Doctor of Philosophy (PhD)

Department:

Education

Advisor/Chair:

Amy Wilson-Lopez

Co-Advisor/Chair:

Steven Camicia

Third Advisor:

Sylvia Read

Abstract

This study is framed in Bourdieu’s theory of capital, which asserts that the choices we make are usually designed to help us become better off economically; that economic capital is, to some degree, exchangeable with other types of capital (e.g., social and cultural); and that other types of capital can be exchanged for economic capital. The purpose of this study was to understand which forms of capital native English-speaking and native Spanish-speaking families believed they would acquire by choosing to participate in or not participate in Spanish dual language immersion.

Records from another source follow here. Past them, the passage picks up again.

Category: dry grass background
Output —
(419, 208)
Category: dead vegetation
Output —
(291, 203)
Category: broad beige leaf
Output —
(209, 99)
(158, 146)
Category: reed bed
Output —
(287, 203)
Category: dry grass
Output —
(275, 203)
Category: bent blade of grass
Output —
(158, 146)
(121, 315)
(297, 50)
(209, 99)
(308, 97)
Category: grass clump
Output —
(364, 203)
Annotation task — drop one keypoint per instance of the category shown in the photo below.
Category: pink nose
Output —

In this study I interviewed four native Spanish-speaking students who did not participate in dual language immersion, and their parents, and four native English-speaking students who did participate in dual language immersion, and their parents. I also conducted a focus group with the teachers of both the native Spanish and native English-speaking students.

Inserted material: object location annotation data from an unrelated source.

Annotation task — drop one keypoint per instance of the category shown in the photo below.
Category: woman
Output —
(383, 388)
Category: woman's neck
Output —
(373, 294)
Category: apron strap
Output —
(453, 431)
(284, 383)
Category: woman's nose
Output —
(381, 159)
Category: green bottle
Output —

I found that the native English-speaking families perceived that they were able to use the dual language immersion program to gain many forms of capital. By contrast, the native Spanish-speaking families also perceived that they gained capital by not participating in the program, but not as much as if they had participated in dual language immersion. I suggest some ways to make participation in dual language immersion more equitable for all families.